– Намия, моя девочка, ты не умрешь, не умрешь! – выкрикивала тетка.

Намия, истомленная усилием, какое она сделала, чтобы произнести свою речь, несколько минут лежала молча, потом начала тихо и жалобно стонать. Этого почти невозможно было вынести, и я готов был убежать из комнаты, заткнуть уши, спрятаться в подушки, только бы не слышать этого тихого, но в сердце впивающегося стона. Страдала ли она нестерпимо, или страшно ей было расставаться с жизнью, но она продолжала стонать, однообразным голосом, без слов, без определенного звука, устремив глаза в потолок и приоткрыв рот, как брошенная на песке рыба. Но внезапно стон прекратился, Намия словно еще раз очнулась, еще раз посмотрела на нас, и мне показалось, что она слабо улыбнулась именно мне. Потом она произнесла, и это были ее последние слова:

– Мы должны принести в жертву Эскулапию петуха...

Еще через минуту язык, по-видимому, перестал повиноваться девочке, она затряслась, стала биться на постели, хотя раньше не в силах была пошевелиться, стала рвать тунику на груди, как если бы задыхалась, ее глаза расширились, и, с глухим стоном, с хрипом, она как-то вся запрокинулась. Мы бросились к самой постели, кто целовал ее одеяло, кто пытался ее поддержать, кто просто рыдал, прижавшись головой к ее подушке. Только отец Никодим произносил какие-то слова своих молитв, но я оттолкнул его, не говоря ни слова, от постели и упал подле нее на колени.
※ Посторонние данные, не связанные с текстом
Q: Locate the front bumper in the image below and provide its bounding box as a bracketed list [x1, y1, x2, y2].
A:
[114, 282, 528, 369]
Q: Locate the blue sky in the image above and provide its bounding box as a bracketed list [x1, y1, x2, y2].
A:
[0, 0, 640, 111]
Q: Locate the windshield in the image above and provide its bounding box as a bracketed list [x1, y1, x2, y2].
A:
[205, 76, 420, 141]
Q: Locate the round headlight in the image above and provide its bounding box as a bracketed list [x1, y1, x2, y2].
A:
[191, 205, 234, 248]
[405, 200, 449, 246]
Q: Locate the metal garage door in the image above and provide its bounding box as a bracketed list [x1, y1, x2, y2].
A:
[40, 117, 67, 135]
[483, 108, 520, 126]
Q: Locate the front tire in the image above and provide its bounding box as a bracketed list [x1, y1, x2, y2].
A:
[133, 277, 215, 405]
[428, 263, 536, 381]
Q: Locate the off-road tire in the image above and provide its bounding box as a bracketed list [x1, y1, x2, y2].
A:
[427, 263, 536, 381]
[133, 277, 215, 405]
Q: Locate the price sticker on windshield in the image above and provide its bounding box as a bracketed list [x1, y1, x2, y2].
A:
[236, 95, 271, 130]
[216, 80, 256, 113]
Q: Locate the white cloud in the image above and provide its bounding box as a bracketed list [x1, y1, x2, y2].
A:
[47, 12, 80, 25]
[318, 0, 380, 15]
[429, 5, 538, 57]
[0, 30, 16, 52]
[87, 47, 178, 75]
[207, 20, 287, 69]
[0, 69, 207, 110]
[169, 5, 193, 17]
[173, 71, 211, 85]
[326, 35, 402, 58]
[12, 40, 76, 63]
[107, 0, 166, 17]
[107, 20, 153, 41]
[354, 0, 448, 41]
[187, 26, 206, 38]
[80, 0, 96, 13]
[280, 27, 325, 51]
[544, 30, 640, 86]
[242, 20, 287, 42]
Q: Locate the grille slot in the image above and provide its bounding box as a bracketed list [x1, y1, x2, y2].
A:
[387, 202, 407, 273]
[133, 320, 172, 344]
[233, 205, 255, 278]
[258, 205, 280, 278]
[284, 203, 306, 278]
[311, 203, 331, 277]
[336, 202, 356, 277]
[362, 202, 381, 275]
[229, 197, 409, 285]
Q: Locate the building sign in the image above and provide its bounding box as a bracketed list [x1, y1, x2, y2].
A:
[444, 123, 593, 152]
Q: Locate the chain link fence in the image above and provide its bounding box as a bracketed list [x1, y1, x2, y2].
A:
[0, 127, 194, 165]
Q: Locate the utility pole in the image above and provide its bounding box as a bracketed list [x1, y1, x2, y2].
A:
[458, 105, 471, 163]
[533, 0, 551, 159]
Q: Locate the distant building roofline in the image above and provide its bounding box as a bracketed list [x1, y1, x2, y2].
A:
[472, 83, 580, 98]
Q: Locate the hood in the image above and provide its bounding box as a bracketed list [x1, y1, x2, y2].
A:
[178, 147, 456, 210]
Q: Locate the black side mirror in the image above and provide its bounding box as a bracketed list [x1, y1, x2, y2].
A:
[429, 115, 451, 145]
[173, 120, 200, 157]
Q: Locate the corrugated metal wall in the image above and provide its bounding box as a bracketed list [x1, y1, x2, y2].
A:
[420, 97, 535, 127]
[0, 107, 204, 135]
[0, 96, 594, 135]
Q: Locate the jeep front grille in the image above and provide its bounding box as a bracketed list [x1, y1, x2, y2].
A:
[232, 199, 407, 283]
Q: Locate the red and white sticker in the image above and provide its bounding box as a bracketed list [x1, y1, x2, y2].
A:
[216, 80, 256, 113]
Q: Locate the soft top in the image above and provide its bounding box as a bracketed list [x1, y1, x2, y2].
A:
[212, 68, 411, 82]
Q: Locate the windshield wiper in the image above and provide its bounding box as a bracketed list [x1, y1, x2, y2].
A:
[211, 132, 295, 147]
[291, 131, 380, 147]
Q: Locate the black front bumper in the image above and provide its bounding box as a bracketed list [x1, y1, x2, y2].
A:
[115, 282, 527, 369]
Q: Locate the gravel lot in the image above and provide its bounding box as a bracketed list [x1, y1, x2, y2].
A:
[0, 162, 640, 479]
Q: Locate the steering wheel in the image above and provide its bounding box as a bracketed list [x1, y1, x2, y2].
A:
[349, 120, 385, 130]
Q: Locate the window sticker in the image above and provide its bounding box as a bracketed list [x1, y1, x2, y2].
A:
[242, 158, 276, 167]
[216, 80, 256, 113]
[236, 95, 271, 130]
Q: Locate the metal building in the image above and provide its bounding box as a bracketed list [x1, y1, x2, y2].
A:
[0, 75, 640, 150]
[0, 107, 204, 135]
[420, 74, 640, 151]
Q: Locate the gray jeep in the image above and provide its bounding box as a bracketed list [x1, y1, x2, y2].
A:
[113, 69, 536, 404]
От слез, застилавших мои глаза, я больше ничего не видел. А когда я взглянул снова на маленькую Намию, она уже была неподвижна, и было на ее лице то выражение прекратившихся страданий, какое дает благая Просерпина, обрезая волос на голове обреченного на смерть.

Несколько мгновений в комнате, которая сразу показалась пустой, хотя была наполнена людьми, слышались только рыдания тетки да всхлипывания рабынь, считавших долгом плакать погромче, но вдруг дядя, вспомнив старинный обычай и овладев собой, обратился к умершей с троекратным возгласом, тотчас подхваченным некоторыми из присутствующих:

– Намия! Намия! Намия!

Но ответа уже не было.

VI

Уныло стало в доме Тибуртина после смерти маленькой Намии. Никогда я не думал, что так любили девочку и дядя, который, казалось, не обращал на нее внимания, и тетка, которая, казалось, всегда была занята только денежными расчетами. Оба они предавались печали неутешной, и если тетка рыдала, как самая добросовестная плакальщица, то еще тягостней было видеть отчаяние сенатора, целые дни проводившего в каком-то окаменении, не желавшего ни с кем и ни о чем говорить, сразу постаревшего на много лет. Только неизменная, как сушеная рыба, Аттузия довольствовалась тем, что подымала глаза вверх и повторяла: «Что Бог дал, то он вправе и взять».